Mr Malezer, a Gubbi Gubbi/Butchulla (Qld) man and Chair of the Foundation for Aboriginal and Islander Research Action (FAIRA), was in Perth as keynote speaker at a well-attended public forum on institutionalised racism.
The forum was held at the same time as the handing over of the petition to the WA Parliament to mark John Pat Day, the anniversary of the death of the young man in police custody at Roebourne, WA, in 1983. John Pat’s death led to the Royal Commission into Aboriginal Deaths in Custody.
Mr Malezer said that although some states had introduced race-hate laws, there were no laws in Australia that supported people who faced racism every day.
He said the recent inquest into Mr Ward’s death was an example of how embedded institutionalised racism is in Australian society.
“Even the Coroner’s report didn’t talk about training for people in racism,” he said. “It talked about other forms of procedural training, about how to handle prisoners, but didn’t talk about what is there.

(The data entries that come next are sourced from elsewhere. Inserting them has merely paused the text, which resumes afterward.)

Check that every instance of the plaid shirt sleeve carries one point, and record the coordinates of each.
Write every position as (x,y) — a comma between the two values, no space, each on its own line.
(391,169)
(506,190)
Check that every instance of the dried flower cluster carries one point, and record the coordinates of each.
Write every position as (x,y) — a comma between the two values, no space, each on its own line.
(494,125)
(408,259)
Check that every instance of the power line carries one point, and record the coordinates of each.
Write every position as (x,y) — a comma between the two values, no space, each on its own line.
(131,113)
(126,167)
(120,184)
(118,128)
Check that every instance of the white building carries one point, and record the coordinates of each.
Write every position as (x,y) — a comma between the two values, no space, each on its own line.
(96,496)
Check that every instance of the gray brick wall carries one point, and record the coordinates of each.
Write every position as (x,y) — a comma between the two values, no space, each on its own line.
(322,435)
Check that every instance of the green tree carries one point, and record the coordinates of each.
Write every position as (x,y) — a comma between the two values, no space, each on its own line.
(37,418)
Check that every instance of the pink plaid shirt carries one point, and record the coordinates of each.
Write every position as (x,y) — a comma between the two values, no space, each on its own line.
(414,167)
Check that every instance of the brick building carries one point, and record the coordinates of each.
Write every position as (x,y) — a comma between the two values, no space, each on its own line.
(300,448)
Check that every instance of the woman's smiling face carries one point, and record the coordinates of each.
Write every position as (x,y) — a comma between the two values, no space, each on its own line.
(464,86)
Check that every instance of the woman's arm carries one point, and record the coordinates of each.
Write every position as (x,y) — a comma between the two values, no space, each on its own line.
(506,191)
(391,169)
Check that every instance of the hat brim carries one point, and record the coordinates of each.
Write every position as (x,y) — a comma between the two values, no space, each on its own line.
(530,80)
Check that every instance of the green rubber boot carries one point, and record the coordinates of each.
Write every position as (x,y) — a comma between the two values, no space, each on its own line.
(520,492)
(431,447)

“I mean people recruited in Kalgoorlie are going to have possibly prejudicial issues against the Aboriginal people and treat the Aboriginal people as being less than human, and the Coroner hasn’t even picked up on that sort of thing.
“And, unfortunately, the issue about Aboriginal rights in Australia has become a political football once again and it means that Aboriginal people are not getting a fair hearing.”